Ela também destaca que os resultados da aplicação do Modelo e da abordagem familiar têm sido amplamente divulgados na literatura científica, incluindo teses, dissertações, artigos, capítulos de livros e outros materiais, alguns deles disponíveis em formato on-line.
Entre eles está o capítulo intitulado , publicado no livro . Escrito pelo grupo de pesquisadoras: Maria Angélica Marcheti (UFMS), Myriam Aparecida Mandetta (Unifesp), Beatriz Rosana Gonçalves de Oliveira Toso (Unioeste), Eliane Tatsch Neves (UFSM), Fernanda Ribeiro Baptista Marques (UFMS), Neusa Collet (UFPB), Patrícia Kuerten Rocha (UFSC), Lucila Castanheira Nascimento (EEUSP-RP), o trabalho descreve o Modelo Interacional de Cuidado à Família, sua base teórica e conceitual e sua aplicação na Clínica Ampliada em Pesquisa e Intervenção Familiar do Instituto Integrado de Saúde; as lições aprendidas, os principais resultados obtidos, e as potencialidades e os desafios para sua implementação na prática clínica.
Novas perspectivas
A pesquisadora ressalta que os planos futuros incluem desenvolver novos estudos para avaliar a aplicação do Modelo em outras populações. “Estamos implementando o Modelo com adultos, idosos e suas famílias, e utilizando aplicativos como o WhatsApp para atendimento on-line de famílias que residem em outras cidades e enfrentam dificuldades de transporte. Além disso, o preparo da família por meio de simulação clínica tem sido estudado e implementado, proporcionando um ambiente controlado onde podem praticar e aprimorar suas habilidades de cuidado. Essa abordagem não apenas melhora a confiança e a competência dos familiares, mas também permite que eles se sintam mais preparados para lidar com situações reais. Estamos expandindo essas iniciativas para incluir treinamentos regulares e sessões de feedback, garantindo um suporte contínuo e eficaz para as famílias.”

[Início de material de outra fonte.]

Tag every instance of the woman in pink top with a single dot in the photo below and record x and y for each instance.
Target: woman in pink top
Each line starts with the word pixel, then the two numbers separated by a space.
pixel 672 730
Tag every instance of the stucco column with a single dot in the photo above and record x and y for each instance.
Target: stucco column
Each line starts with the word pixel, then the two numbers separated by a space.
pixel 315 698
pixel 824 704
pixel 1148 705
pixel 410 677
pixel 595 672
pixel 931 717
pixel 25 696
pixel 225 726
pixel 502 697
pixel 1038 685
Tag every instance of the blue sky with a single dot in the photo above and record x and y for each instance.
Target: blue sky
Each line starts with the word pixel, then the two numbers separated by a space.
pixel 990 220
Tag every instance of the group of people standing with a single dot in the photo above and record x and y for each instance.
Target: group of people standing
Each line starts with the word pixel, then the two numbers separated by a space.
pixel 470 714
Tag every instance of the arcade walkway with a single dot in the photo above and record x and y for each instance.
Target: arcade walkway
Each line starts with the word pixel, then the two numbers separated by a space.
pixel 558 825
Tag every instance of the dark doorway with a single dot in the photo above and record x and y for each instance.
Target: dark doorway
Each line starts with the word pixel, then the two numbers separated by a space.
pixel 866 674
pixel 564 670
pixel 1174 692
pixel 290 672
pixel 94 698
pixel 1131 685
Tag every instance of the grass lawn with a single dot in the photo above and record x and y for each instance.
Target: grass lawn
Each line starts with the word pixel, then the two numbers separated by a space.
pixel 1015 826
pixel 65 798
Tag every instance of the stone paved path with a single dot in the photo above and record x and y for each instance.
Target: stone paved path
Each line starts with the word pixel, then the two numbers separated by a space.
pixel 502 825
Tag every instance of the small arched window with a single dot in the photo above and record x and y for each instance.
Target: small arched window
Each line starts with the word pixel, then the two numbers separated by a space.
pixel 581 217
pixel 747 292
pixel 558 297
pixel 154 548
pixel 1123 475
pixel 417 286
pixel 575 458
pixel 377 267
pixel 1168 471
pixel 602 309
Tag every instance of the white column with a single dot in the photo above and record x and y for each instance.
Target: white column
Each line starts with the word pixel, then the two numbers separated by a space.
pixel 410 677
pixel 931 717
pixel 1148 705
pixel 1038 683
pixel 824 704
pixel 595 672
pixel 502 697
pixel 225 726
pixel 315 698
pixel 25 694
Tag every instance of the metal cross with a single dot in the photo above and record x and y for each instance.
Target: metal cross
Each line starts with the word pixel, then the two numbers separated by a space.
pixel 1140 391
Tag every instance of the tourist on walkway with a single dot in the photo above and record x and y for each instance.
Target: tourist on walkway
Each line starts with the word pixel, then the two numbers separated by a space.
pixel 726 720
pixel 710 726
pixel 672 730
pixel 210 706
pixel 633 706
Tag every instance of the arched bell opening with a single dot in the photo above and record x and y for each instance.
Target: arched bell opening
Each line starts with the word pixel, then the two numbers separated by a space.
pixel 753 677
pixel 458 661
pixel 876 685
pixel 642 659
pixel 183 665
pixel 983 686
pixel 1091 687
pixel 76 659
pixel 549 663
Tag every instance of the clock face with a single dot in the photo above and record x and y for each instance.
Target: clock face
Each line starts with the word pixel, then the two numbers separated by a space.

Ela também menciona que cursos estão sendo preparados para profissionais de saúde e estudantes de graduação e pós-graduação. “Temos oferecido minicursos em eventos nacionais e internacionais para divulgar o Modelo. Estamos utilizando a Simulação Clínica na capacitação de profissionais e estudantes para a abordagem à família e aplicação do Modelo. Pesquisas futuras são necessárias para avaliar as intervenções familiares no contexto da implementação do Modelo Interacional de Cuidado à Família. Será importante também avaliar as competências essenciais dos estudantes de graduação e pós-graduação para a implementação do Modelo na prática clínica. Além disso, uma proposta está sendo encaminhada ao Ministério da Saúde para sua aplicação no âmbito da Rede de Atenção à Saúde no Sistema Único de Saúde”, explica.
Para a pesquisadora, entre os desafios futuros da pesquisa, o principal é a capacitação de outros enfermeiros e profissionais de saúde para a aplicação do Modelo Interacional de Cuidado à Família e sua inclusão nas políticas públicas voltadas ao atendimento de famílias que vivenciam a condição rara e crônica de saúde de um de seus membros. “Outro desafio é a formulação de instrumentos que possam mensurar o impacto do Modelo sobre as interações familiares e identificar as principais intervenções que fortalecem a resiliência na família”, conclui a Maria Angélica.